In this ‘tale of double lives’ we begin in the casbah of Algiers, where Gide had known his dangerous epiphany, when Oscar Wilde, the fat white ‘Irishman with bad teeth’ had asked him whether he’d like to have the little musician. As Dessaix writes of Wilde, ‘that vicious mouth of his, reeking of absinthe, had been promising to suck Andre’s soul out of him for several years’.
Dessaix is a writer of circular travels, rather than linear. One thinks of his fascinating to-and-fro with Turgenev in The Twilight of Love (2005), which resembles this, but in a northern European way, unseduced by the spicy, smoky Mediterranean.
Or of the northern Italian journeyings of Night Letters (1996). He is also deeply interested in the psyche’s dualisms:
One’s hidden double is by no means just a sexual being – it’s much more intricate than that – although almost everything we read nowadays or watch on television suggests with a smirk that that’s what it all boils down to. Gide, for instance, with his Protestant taste for duality in general, liked to play at being riven, but the dualities he had in mind were not chiefly sexual.
The book slides back to the mini-chateau of Gide’s Normandy and on to Uzes, in the tough protestant south, on the edge of the Cevennes. Oh yes, for all its rich colouration, this is a book about Protestant culture, which is also one of the central, layered Australian stories, still too little explored
If Arabesques is about Protestantism, it is also about seductions. The two seem to go – I almost wrote, hand in glove. For Dessaix, they are two sides of the one possible coin. And he, too, is or was deeply Protestant: as in my own childhood, he had grown up thinking that Catholicism ‘brought to mind men who bet on the horses and women called Carmel who smoked and wore too much lipstick’. At least he doesn’t call them ‘whining Micks’, as my father did.

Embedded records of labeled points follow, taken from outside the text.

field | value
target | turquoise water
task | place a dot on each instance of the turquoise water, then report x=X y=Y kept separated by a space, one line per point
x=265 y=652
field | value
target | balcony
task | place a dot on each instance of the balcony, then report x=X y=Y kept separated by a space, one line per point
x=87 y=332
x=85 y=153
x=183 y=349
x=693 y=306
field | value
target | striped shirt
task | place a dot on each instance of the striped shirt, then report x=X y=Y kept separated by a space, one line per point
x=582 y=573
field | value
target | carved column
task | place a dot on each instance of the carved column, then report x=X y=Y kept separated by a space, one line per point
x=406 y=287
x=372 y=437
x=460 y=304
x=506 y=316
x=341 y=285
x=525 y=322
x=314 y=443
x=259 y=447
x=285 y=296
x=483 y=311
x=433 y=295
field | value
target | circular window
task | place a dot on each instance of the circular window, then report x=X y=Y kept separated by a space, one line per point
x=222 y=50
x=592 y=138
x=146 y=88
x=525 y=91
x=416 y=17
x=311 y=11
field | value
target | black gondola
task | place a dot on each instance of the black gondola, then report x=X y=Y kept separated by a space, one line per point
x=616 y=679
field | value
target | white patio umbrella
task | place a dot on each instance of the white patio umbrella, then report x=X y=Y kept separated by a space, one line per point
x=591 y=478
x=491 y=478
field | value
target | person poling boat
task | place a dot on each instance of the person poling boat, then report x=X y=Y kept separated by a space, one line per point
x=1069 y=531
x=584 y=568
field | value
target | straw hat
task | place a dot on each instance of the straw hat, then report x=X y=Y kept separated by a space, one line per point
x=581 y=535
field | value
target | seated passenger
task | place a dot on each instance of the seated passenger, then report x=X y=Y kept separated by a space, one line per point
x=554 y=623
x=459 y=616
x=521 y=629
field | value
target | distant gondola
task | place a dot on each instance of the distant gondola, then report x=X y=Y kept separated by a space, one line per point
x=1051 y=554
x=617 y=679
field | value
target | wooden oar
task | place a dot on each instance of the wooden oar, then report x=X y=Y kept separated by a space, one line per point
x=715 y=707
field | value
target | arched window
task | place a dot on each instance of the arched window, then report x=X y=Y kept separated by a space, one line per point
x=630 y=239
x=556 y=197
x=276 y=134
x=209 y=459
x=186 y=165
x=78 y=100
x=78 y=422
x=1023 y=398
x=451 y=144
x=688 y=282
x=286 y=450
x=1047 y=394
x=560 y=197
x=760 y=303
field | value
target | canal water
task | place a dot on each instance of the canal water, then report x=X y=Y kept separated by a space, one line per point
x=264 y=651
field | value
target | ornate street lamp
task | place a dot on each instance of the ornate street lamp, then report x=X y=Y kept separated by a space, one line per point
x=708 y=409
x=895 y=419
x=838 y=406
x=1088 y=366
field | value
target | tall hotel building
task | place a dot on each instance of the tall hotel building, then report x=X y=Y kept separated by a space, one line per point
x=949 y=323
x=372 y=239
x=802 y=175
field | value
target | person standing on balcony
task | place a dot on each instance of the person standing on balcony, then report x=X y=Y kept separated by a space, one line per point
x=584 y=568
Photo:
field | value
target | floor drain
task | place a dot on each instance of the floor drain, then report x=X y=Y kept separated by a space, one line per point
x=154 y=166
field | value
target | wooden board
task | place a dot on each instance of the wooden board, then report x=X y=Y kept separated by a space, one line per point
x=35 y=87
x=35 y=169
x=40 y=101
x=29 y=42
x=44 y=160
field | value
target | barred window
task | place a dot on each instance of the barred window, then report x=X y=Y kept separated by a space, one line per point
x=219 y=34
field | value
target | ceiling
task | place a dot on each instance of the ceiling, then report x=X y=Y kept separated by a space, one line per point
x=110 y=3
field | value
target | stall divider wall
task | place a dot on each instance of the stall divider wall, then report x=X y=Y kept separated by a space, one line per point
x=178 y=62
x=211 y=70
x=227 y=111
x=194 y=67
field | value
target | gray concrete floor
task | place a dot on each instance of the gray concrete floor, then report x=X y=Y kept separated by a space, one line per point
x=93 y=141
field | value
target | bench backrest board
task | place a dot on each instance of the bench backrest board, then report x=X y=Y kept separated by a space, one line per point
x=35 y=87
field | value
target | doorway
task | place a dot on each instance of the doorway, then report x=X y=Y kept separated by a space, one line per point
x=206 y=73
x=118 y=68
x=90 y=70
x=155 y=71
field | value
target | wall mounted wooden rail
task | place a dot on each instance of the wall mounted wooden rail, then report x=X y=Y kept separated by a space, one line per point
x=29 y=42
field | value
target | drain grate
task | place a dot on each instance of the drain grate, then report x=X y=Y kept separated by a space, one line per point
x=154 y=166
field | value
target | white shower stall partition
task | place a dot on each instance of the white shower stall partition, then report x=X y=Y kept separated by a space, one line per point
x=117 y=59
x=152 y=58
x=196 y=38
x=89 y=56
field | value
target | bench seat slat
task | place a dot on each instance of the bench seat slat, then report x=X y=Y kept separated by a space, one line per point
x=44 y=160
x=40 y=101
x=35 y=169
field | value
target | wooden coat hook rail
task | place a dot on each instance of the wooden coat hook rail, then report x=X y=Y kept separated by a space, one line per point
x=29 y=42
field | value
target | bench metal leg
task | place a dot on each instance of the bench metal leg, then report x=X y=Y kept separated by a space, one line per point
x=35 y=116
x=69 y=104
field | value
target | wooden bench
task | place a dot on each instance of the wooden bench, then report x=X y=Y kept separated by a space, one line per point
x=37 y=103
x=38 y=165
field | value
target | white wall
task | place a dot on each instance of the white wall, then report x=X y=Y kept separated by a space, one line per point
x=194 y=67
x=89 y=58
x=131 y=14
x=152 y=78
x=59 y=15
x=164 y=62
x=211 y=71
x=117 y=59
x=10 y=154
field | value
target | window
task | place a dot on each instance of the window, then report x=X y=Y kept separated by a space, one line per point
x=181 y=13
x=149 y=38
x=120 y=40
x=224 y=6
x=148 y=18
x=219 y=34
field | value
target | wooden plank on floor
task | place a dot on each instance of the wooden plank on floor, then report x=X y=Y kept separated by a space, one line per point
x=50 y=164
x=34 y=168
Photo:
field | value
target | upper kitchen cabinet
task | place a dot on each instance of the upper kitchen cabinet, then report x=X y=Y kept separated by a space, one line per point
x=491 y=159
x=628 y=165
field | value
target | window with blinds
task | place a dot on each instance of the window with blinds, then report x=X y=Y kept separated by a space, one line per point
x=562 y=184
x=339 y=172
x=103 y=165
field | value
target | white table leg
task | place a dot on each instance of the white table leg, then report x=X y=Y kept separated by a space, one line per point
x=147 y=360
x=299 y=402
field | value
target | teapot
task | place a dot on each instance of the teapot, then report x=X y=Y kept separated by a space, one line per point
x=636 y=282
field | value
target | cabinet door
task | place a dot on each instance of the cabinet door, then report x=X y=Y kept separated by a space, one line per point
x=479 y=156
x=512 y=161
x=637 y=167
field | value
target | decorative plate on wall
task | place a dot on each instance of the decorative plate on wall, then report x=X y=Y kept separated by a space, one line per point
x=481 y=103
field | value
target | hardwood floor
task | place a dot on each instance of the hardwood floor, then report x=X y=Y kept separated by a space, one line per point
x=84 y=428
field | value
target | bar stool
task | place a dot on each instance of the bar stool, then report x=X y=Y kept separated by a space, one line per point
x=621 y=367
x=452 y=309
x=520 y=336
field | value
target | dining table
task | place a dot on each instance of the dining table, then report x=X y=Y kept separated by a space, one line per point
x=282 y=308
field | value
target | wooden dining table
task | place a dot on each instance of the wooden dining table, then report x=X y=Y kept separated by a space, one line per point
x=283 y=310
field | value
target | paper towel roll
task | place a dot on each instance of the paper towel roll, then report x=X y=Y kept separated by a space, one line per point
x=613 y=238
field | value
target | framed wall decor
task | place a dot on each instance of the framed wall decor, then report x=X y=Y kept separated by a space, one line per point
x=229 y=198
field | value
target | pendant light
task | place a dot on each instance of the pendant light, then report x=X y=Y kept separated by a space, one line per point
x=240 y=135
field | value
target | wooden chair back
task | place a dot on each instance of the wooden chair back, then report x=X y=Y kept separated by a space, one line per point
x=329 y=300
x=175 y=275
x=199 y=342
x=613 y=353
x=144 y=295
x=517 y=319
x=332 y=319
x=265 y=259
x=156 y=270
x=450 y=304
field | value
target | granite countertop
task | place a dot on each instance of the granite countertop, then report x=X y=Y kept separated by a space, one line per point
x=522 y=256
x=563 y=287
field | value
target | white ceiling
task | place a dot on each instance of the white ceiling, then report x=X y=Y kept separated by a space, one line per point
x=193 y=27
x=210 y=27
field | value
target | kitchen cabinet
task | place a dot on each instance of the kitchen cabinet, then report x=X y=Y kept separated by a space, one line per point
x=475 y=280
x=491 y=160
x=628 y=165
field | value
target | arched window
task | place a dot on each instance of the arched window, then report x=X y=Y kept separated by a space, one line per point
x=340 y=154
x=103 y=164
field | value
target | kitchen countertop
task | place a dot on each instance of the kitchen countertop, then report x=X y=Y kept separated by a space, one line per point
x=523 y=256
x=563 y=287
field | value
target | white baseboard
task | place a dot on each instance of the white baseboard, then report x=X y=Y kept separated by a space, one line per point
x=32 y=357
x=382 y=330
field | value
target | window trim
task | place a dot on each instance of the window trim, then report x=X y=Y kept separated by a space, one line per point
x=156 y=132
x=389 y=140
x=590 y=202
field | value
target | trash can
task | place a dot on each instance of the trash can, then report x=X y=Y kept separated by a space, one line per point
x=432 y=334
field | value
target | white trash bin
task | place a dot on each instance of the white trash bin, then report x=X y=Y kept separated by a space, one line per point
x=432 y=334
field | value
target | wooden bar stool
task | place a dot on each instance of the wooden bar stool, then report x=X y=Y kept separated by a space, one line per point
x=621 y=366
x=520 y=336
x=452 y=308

A close friend remarked that Robert Dessaix’s voice is that of someone walking barefoot over sharp stones. Perhaps there is something of that in his sparse, keen-eyed, evocative prose elegance, and in the wary friendships that he records. We follow him travelling with younger, usually attractive male companions, along the French writer’s tracks, and back to those of Gide’s virgin wife; even to where their remains lie side by side, as though to atone for forty-three frigid years.
Occasionally, there are flash cadenzas, as when we read of ‘the cross-dressing Swiss oblivion-seeker Isabelle Eberhardt’; and there’s the recurrent sadness, pitched highest when he laments, ‘But I’d seen it all before. At a certain point in life, like Stendhal and Chateaubriand, one has.’ By which token, I’d greatly like the author to take Henri Beyle’s journeys next; but he’d almost certainly find Civitavecchia a bit on the dull side.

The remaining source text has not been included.